L'ultima Luna - un racconto nel cassetto, un nuovo anno perfetto

“Dieci, nove, otto…”. Le voci riempivano l’aria scura, urlavano, piene di carica come se davvero quel tono potesse chiamare loro tutta la felicità possibile per l’anno nuovo. Urlavano, perché ci credevano, che qualcosa potesse migliorare, che quell'anno avrebbe potuto sorprenderli, che tutte le loro vite sarebbero potute semplicemente diventare perfette, in un colpo di bacchetta, in uno schiocco da un secondo a quello successivo. Urlavano, come se qualcuno dall’altra parte del mondo, dall’altra parte del cielo, potesse davvero sentirli.

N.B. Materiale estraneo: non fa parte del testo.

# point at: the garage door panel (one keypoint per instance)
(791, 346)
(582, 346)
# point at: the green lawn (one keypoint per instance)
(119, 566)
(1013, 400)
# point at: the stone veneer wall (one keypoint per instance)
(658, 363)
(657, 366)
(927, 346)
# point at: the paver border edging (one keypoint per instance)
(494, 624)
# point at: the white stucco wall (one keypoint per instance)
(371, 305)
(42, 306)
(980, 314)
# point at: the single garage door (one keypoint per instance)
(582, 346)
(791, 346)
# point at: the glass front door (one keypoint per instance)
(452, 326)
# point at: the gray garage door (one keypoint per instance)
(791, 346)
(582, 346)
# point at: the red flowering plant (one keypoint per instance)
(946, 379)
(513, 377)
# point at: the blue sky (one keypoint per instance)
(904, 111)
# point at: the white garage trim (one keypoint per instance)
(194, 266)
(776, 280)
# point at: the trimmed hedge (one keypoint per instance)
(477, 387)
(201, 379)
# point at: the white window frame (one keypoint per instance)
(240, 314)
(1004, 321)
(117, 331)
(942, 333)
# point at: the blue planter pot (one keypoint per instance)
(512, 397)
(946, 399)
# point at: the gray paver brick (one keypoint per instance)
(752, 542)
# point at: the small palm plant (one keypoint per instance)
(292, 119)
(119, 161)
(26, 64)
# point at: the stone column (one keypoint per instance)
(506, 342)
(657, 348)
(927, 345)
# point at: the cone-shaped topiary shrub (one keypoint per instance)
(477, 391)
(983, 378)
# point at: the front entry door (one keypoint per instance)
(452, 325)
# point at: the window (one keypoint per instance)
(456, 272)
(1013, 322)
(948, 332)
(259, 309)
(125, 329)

C’era un miscuglio di speranza, rancore, grinta, combattività e tenacia in quei suoni, e la luna, tonda come un’enorme perla nell’oscurità, le ascoltava pacata. Quel countdown era un’eterna voglia di andare avanti, di non fermarsi, di non chinare il capo, voglia di scoprire, voglia di credere, voglia di essere una anno più vicini alla morte affinché ridendole in faccia la risata si sentisse più forte. Era una notte magica, una notte unica, in cui forse davvero tutto poteva cambiare.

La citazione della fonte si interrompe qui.